Trying to capture everything you see with the camera is difficult. Setting up a nice picture isn’t so hard, but capturing the place is, especially if you want to paint it later and recreate the atmosphere of the day. So the things I wanted to get were the buildings, not just the landmarks but the character of the whole architecture of the area, old and colorful and decorative. The sky, which had some great stormy clouds and some nice bits of light where the sun was trying to peek through was also an important part as well as the reflections in the puddles. Then there were the people. The umbrellas were one thing, what is it about paintings of city streets filled with umbrellas that is so appealing? But these umbrellas were of all different colors and patterns which made the dreariness of the day brighter. There were people who looked like they were on their way to a meeting, others shopping and then there were couples lending romance to the scene. So in spite of the weather, this was a lively place, full of activity of all sorts. And clearly, more than any snapshot can show.

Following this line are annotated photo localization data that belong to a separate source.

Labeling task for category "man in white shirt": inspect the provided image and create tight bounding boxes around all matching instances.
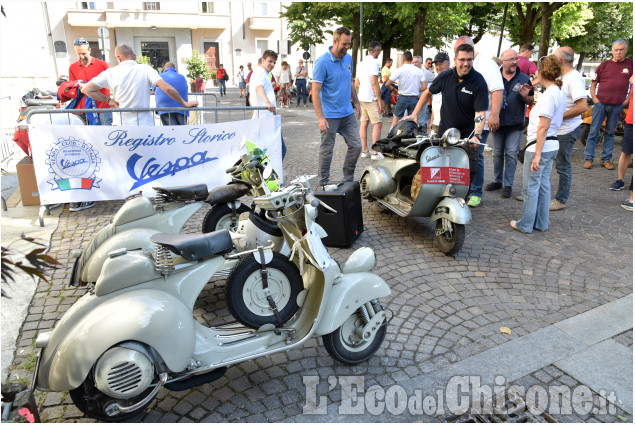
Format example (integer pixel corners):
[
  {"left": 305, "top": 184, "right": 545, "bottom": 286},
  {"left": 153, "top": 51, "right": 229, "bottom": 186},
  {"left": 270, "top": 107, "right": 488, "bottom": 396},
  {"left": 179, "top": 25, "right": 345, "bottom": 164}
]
[
  {"left": 250, "top": 49, "right": 287, "bottom": 159},
  {"left": 550, "top": 46, "right": 588, "bottom": 211},
  {"left": 414, "top": 56, "right": 436, "bottom": 131},
  {"left": 453, "top": 36, "right": 503, "bottom": 208},
  {"left": 82, "top": 44, "right": 197, "bottom": 126},
  {"left": 385, "top": 51, "right": 426, "bottom": 128},
  {"left": 356, "top": 41, "right": 384, "bottom": 160}
]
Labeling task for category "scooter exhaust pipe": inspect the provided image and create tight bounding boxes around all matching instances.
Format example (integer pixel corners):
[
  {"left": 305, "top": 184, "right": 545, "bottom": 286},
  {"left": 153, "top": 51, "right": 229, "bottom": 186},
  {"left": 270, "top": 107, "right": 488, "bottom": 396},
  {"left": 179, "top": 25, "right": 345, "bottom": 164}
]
[{"left": 164, "top": 367, "right": 227, "bottom": 392}]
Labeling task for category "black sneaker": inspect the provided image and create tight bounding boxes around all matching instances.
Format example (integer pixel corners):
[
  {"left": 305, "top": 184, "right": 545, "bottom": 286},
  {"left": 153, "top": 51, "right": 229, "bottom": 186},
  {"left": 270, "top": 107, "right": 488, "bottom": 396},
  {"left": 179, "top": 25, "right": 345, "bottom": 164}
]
[
  {"left": 609, "top": 179, "right": 625, "bottom": 191},
  {"left": 69, "top": 201, "right": 95, "bottom": 212},
  {"left": 621, "top": 200, "right": 633, "bottom": 211},
  {"left": 485, "top": 182, "right": 503, "bottom": 191},
  {"left": 501, "top": 187, "right": 512, "bottom": 198}
]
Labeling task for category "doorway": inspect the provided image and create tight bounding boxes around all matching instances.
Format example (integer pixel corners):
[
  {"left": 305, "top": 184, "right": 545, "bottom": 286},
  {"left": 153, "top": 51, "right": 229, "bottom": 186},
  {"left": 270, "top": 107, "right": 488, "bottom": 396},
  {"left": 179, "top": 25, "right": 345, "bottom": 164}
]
[
  {"left": 204, "top": 41, "right": 220, "bottom": 73},
  {"left": 140, "top": 41, "right": 170, "bottom": 71}
]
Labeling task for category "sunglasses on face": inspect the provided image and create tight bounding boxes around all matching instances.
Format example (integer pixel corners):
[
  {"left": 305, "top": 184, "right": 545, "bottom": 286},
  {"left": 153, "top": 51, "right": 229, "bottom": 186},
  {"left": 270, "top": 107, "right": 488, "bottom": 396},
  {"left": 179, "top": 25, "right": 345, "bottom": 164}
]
[{"left": 74, "top": 39, "right": 89, "bottom": 46}]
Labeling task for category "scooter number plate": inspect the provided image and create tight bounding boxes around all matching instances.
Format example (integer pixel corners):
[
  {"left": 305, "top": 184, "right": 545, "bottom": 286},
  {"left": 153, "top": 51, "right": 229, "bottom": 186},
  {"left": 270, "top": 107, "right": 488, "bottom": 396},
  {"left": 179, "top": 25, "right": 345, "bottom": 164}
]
[{"left": 420, "top": 167, "right": 469, "bottom": 186}]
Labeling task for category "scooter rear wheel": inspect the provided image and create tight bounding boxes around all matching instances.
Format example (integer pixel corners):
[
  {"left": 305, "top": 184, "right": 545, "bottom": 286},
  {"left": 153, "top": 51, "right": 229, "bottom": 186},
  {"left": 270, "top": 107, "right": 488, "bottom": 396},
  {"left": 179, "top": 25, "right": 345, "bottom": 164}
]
[
  {"left": 322, "top": 304, "right": 387, "bottom": 365},
  {"left": 435, "top": 221, "right": 465, "bottom": 256},
  {"left": 202, "top": 203, "right": 251, "bottom": 233},
  {"left": 226, "top": 252, "right": 303, "bottom": 328}
]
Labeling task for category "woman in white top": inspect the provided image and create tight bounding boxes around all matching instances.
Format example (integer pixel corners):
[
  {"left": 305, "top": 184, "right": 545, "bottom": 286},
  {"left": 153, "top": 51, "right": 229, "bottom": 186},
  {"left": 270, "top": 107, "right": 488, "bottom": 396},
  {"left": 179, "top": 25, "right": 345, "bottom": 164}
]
[
  {"left": 511, "top": 55, "right": 567, "bottom": 233},
  {"left": 237, "top": 65, "right": 246, "bottom": 98}
]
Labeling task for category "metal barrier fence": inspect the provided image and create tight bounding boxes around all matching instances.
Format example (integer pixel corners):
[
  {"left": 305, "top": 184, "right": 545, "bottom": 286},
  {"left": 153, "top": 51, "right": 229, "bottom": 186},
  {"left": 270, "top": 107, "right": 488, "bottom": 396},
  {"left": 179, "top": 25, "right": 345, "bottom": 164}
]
[{"left": 25, "top": 105, "right": 267, "bottom": 126}]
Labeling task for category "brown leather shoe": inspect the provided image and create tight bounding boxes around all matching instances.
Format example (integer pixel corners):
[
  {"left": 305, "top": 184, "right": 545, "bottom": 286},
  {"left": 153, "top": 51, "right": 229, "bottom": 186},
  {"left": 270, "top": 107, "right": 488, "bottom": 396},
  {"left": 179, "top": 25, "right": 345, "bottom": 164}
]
[
  {"left": 583, "top": 160, "right": 593, "bottom": 169},
  {"left": 603, "top": 161, "right": 615, "bottom": 170}
]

The Piazza del Popolo, or “People’s Square” was designed much the way St. Peter’s Square was, as two semi-circles. The churches, Santa Maria in Montesanto (built 1662-75) and Santa Maria dei Miracoli( built 1675-79) stand on ether side of two of the three roads which converge at the square. That view, of the two identical churches while impressive and very beautiful, but it wasn’t what I wanted to paint. It was when I saw the couple sharing a red umbrella in front of the church on the left that I saw a painting. Capturing that picture, without seeming like I was taking a picture of that couple (which I was) was tricky. So, ever so inconspicuously I got them, the church, and a bit of the sky. The bonus things my camera got were the couple coming along to my right, and all the other folks attending to their business.